Photo by Jess Zlotnick
When I think of terror I think of my year 8 drama teacher. The only rule of improv is that you need to say yes. I think of lights. Of sweat. Of awkward ice-breakers that leaned on the frail crutch of alliteration and fell with dull thuds. You just need to say yes and add something interesting.
On the 9th of February SUDS premiered Weathervane, an interactive murder mystery performed for a one-person audience. For fifteen terrifying minutes, I was that one person. Lights dimmed. Sweat dripping. A hand reached out from behind the stage and pulled me into another room. Another, another. Until finally, the first question in a series was put to me. “What is your name, recruit?” “Um, Diane? Detective Diane?”
At first, I answered only out of politeness. Single syllables. Lines from CSI Miami.

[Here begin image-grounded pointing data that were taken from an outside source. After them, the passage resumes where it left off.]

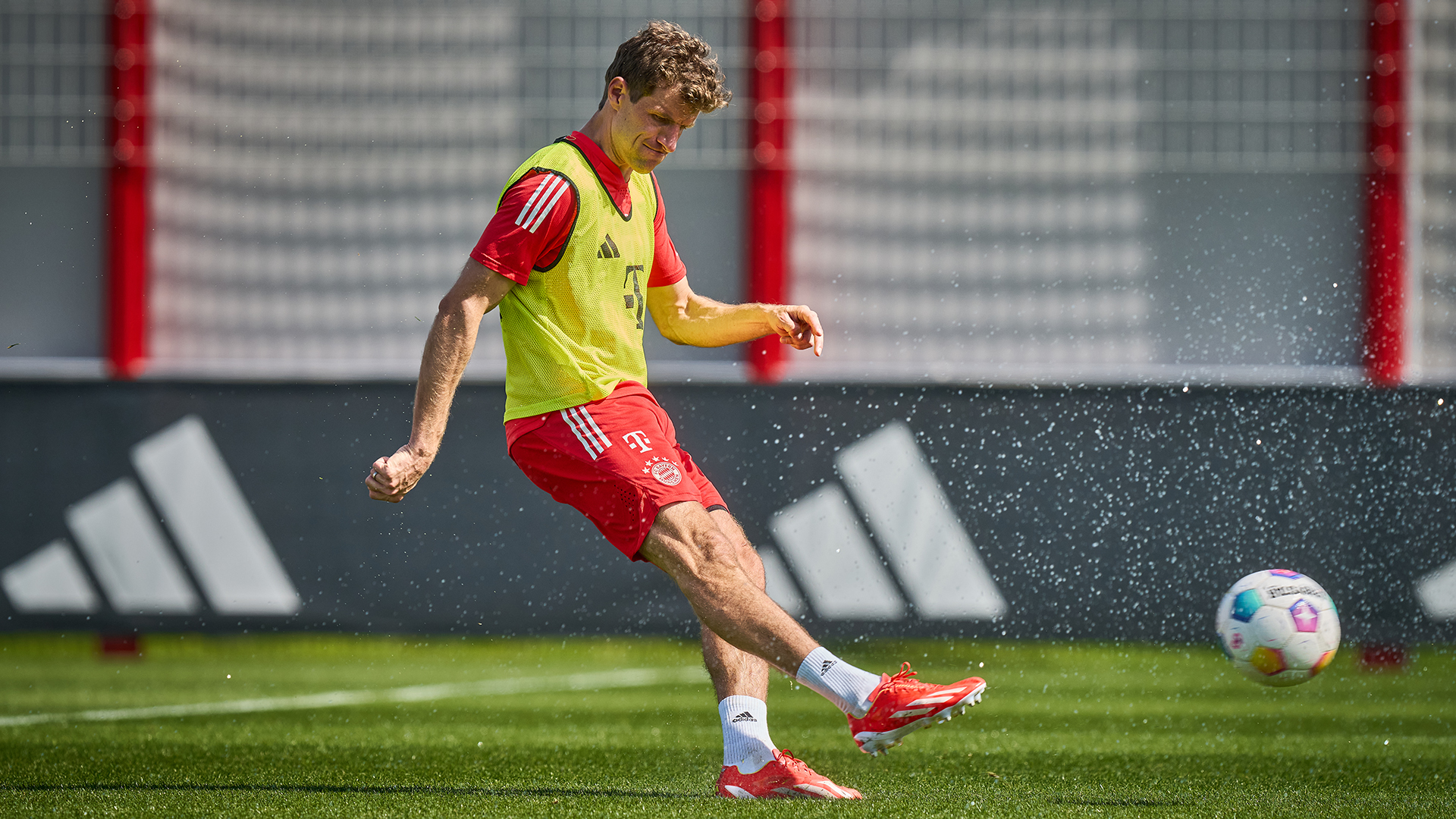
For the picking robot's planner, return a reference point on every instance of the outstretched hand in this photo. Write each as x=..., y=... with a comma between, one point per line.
x=391, y=479
x=799, y=327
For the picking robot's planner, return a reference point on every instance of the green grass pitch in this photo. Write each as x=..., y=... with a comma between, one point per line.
x=1081, y=729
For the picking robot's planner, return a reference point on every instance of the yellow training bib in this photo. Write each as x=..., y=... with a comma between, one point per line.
x=574, y=331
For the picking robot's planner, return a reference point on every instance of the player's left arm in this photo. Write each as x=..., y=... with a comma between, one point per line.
x=689, y=318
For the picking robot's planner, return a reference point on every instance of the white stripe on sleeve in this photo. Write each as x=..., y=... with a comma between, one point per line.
x=545, y=212
x=536, y=193
x=546, y=190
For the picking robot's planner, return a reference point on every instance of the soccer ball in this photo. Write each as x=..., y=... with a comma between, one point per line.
x=1279, y=627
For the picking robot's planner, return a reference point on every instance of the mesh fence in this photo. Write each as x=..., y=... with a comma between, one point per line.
x=322, y=169
x=53, y=101
x=968, y=199
x=971, y=194
x=1433, y=107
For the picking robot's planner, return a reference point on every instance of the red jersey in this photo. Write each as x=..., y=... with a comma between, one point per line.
x=535, y=219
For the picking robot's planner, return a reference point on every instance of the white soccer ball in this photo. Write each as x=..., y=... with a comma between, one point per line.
x=1279, y=627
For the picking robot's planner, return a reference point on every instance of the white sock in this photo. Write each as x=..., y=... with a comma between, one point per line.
x=837, y=681
x=746, y=733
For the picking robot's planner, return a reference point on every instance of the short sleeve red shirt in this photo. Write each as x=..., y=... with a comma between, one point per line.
x=517, y=246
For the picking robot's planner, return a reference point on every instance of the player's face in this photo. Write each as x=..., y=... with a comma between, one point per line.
x=647, y=130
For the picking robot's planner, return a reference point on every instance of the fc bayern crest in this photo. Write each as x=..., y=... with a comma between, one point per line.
x=664, y=471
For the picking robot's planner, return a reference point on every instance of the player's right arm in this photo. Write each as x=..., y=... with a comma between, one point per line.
x=447, y=350
x=528, y=232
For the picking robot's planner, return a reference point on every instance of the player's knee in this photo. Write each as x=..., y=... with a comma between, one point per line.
x=752, y=564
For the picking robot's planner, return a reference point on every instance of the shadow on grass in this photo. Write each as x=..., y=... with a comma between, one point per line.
x=1114, y=802
x=425, y=790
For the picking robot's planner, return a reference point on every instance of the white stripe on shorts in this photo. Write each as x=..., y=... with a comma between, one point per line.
x=587, y=431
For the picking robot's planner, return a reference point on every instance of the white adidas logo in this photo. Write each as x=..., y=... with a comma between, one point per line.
x=925, y=545
x=128, y=554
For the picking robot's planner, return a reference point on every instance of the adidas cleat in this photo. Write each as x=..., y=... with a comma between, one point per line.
x=783, y=779
x=902, y=704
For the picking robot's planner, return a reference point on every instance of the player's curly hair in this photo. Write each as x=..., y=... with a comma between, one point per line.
x=664, y=55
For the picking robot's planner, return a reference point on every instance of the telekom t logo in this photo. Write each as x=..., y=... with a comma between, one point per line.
x=638, y=441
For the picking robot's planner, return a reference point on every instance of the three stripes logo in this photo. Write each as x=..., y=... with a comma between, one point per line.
x=587, y=431
x=826, y=553
x=533, y=213
x=128, y=551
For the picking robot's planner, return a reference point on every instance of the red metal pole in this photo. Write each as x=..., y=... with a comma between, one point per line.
x=127, y=196
x=769, y=175
x=1385, y=196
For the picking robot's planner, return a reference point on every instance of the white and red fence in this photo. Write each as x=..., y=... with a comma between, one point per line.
x=967, y=193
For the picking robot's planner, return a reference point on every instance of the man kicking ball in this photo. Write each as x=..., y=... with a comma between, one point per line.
x=576, y=251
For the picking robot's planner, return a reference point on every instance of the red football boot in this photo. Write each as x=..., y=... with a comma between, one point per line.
x=783, y=779
x=902, y=704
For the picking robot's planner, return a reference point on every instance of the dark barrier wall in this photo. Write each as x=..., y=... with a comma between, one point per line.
x=1110, y=513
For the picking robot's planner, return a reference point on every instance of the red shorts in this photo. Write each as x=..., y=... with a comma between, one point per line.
x=617, y=461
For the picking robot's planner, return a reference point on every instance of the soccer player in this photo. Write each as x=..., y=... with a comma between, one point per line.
x=574, y=254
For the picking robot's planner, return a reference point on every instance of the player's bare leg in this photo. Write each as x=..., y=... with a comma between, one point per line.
x=753, y=767
x=689, y=545
x=736, y=672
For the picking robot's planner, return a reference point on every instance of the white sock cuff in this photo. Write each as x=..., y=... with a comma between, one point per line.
x=746, y=732
x=839, y=682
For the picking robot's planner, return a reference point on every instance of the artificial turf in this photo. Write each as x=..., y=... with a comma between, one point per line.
x=1074, y=729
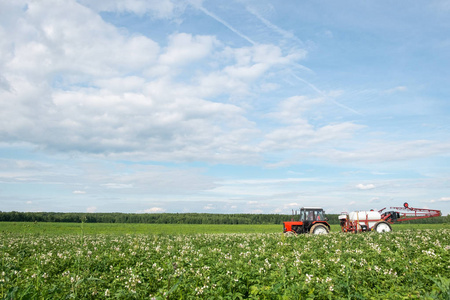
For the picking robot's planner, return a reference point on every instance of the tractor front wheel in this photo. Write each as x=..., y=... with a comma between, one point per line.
x=382, y=227
x=319, y=229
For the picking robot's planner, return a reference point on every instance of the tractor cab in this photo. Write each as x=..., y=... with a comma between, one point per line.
x=310, y=220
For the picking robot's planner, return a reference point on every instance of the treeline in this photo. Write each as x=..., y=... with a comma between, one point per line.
x=168, y=218
x=160, y=218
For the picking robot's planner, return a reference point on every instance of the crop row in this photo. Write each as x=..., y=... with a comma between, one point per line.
x=413, y=264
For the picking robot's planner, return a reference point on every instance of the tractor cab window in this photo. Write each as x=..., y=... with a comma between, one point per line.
x=302, y=216
x=320, y=216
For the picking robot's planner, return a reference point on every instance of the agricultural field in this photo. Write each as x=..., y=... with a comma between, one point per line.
x=406, y=263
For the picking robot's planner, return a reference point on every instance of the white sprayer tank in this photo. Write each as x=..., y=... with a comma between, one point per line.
x=361, y=216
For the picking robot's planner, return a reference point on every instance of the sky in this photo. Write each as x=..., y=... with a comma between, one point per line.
x=224, y=106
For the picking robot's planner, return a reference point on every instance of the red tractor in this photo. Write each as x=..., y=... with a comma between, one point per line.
x=311, y=220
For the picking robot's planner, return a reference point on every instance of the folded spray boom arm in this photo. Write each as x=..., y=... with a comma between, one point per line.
x=406, y=213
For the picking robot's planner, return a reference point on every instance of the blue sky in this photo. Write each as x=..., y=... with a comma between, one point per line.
x=224, y=106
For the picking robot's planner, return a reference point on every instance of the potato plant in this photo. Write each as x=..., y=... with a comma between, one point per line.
x=396, y=265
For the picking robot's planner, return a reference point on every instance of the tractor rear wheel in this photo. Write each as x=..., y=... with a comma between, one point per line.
x=319, y=229
x=382, y=227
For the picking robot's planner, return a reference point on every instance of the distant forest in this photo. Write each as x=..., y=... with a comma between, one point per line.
x=170, y=218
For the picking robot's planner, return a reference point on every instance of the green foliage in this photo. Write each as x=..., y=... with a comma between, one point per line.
x=397, y=265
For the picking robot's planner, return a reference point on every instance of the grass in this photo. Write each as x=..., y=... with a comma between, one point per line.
x=158, y=229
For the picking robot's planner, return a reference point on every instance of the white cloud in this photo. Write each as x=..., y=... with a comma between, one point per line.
x=91, y=209
x=368, y=186
x=158, y=9
x=184, y=48
x=154, y=210
x=208, y=207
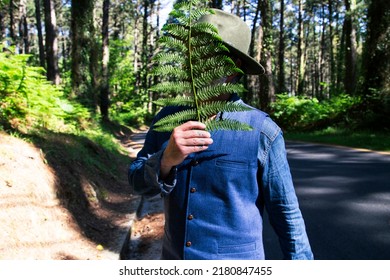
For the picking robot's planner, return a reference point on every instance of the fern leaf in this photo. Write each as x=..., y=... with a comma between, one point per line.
x=209, y=92
x=193, y=58
x=175, y=88
x=175, y=101
x=170, y=70
x=212, y=108
x=177, y=118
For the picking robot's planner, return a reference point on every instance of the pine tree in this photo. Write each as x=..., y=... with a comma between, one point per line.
x=192, y=61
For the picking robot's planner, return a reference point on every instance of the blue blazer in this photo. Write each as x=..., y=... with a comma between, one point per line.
x=214, y=200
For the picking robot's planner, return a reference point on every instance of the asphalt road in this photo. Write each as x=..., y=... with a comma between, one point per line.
x=344, y=196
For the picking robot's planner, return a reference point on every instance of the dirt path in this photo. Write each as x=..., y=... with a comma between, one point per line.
x=143, y=241
x=35, y=223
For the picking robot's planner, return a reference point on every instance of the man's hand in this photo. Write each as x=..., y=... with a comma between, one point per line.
x=185, y=139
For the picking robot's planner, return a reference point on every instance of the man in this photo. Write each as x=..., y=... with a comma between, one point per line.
x=216, y=185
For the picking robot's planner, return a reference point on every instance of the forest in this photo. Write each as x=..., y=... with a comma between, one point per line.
x=68, y=65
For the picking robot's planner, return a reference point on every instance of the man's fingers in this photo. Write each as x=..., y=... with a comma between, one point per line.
x=192, y=125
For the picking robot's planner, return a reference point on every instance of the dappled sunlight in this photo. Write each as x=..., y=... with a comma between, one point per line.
x=344, y=196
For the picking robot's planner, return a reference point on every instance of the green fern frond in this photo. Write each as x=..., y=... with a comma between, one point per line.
x=170, y=70
x=173, y=43
x=209, y=92
x=193, y=59
x=169, y=58
x=175, y=101
x=175, y=88
x=227, y=125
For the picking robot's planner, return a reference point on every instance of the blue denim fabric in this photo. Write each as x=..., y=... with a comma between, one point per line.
x=234, y=179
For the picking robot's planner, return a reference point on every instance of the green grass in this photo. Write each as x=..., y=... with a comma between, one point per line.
x=377, y=141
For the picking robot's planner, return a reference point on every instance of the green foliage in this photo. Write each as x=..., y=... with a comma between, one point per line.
x=28, y=100
x=302, y=113
x=127, y=105
x=192, y=61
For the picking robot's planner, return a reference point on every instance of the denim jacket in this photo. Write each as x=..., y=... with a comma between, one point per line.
x=214, y=201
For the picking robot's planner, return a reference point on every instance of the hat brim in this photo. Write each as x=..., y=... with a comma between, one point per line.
x=250, y=66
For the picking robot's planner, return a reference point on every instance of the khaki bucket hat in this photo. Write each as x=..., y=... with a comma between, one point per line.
x=237, y=36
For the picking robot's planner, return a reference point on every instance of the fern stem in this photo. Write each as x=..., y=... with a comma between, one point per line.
x=190, y=65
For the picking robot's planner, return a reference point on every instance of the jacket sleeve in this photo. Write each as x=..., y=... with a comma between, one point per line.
x=144, y=171
x=280, y=198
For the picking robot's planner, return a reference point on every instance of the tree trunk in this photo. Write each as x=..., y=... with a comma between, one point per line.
x=332, y=69
x=53, y=73
x=105, y=88
x=23, y=28
x=2, y=21
x=81, y=14
x=12, y=28
x=267, y=90
x=377, y=50
x=41, y=47
x=94, y=53
x=281, y=73
x=301, y=55
x=145, y=51
x=350, y=51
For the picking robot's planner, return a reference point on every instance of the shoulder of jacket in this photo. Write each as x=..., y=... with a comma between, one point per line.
x=270, y=129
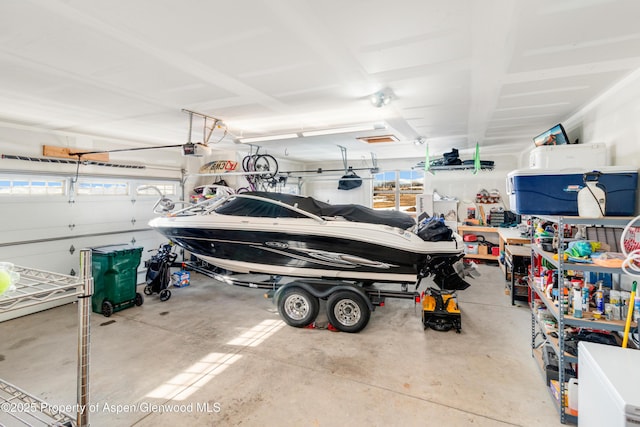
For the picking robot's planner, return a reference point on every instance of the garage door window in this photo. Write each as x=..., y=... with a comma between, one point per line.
x=397, y=190
x=103, y=188
x=28, y=187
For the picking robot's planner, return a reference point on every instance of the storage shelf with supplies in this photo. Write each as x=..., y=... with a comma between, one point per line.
x=557, y=339
x=39, y=287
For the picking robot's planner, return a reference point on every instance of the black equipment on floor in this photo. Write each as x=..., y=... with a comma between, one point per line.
x=158, y=272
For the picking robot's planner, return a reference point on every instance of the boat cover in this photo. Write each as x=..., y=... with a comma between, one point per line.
x=351, y=212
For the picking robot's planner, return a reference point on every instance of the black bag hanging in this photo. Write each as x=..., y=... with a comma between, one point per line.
x=349, y=181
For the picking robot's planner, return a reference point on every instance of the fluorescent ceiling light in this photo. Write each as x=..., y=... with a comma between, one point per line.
x=269, y=138
x=342, y=130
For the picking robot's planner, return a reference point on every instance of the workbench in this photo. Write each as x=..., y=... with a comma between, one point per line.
x=517, y=259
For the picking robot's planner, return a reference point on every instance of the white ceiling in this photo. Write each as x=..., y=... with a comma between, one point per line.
x=493, y=71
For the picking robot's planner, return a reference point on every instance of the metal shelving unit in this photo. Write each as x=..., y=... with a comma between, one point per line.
x=37, y=287
x=588, y=320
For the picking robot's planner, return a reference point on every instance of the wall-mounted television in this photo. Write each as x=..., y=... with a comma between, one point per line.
x=554, y=136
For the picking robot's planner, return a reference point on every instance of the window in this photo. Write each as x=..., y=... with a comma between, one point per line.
x=148, y=190
x=102, y=188
x=397, y=189
x=29, y=187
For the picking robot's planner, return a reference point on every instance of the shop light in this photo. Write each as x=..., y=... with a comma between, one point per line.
x=268, y=138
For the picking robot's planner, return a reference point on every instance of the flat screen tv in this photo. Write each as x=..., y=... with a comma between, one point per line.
x=554, y=136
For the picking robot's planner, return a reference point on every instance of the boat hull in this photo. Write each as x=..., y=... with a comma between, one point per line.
x=371, y=252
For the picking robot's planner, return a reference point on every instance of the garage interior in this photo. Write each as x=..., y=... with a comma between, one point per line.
x=115, y=114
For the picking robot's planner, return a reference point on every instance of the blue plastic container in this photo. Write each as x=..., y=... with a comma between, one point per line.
x=555, y=192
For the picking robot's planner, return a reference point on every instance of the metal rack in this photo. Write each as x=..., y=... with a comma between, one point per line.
x=37, y=287
x=588, y=320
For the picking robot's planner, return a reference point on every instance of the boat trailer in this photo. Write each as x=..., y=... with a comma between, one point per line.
x=348, y=303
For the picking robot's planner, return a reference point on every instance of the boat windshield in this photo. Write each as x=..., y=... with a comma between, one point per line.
x=240, y=206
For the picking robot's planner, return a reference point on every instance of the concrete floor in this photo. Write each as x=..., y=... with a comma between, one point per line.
x=219, y=355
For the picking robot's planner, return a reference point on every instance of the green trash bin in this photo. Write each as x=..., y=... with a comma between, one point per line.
x=115, y=277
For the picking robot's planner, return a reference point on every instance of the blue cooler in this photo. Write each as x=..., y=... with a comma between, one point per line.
x=555, y=191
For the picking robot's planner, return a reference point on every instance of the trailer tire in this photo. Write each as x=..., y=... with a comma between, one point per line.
x=297, y=307
x=348, y=311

Soon however, I realized that the hand initially pulling me onto the set belonged to a truly inspired character, the Detective played by Jess Zlotnick. Zlotnick somehow managed to perform both at me and with me. Both narrator and character. By the third scene I knew, without a doubt, that Zlotnick was the accelerator of the play, and that I would speed along its trajectory so long as she was with me. Zlotnick, like all the actors in Weathervane, said yes to each scene with such gusto that soon enough, I too found myself saying yes in return.
At its simplest Weathervane is just a fifteen-minute improv session. The one-on-one audience interaction could have been gimmicky. Through the sheer commitment of the cast, however, the play is elevated higher. The intensity of the cast is undeniably something the audience feels they must match and in doing so, they are then forced to suspend their disbelief in a far more active way than any goers of traditional theatre might, with their passive viewing and consumption of overpriced choc tops. This I felt led to a richer theatre experience. After all, what is the point of theatre if not to better understand things from another’s consciousness?
I have only one qualm with the play. To begin, Weathervane focused only on the visceral, leading the audience into a deep, black labyrinth with creepy props. As the play moved on however it began jolting to moments of deep rumination about truth and perspective and whether “the act of killing is always murder.” Perhaps, in a longer show such a contrast could exist comfortably. In this fifteen-minute play however, the contrast felt awkward. Even the namesake metaphor, the Weathervane, confused me.
It would however be unfair to criticise SUDS’ attempts at symbolism and soliloquies too harshly. After all, the creative team followed the rules of improv. They said yes and then tried to add something interesting. And the speeches on death were, if considered nothing else, admittedly interesting.
At the end of the fifteen minutes, I stumbled upon the final set. It was made of gasping blackness and hundreds of strobe lights. Here it made sense to be fearless. I pointed the gun at the Chief Constable. I fired. The strobe lights started to go and I ran out of the Cellar Theatre, pumping my fist and shouting “rave, rave, rave!”
The interactive play left me oddly empowered and livened.
Ready to say yes again and again and again.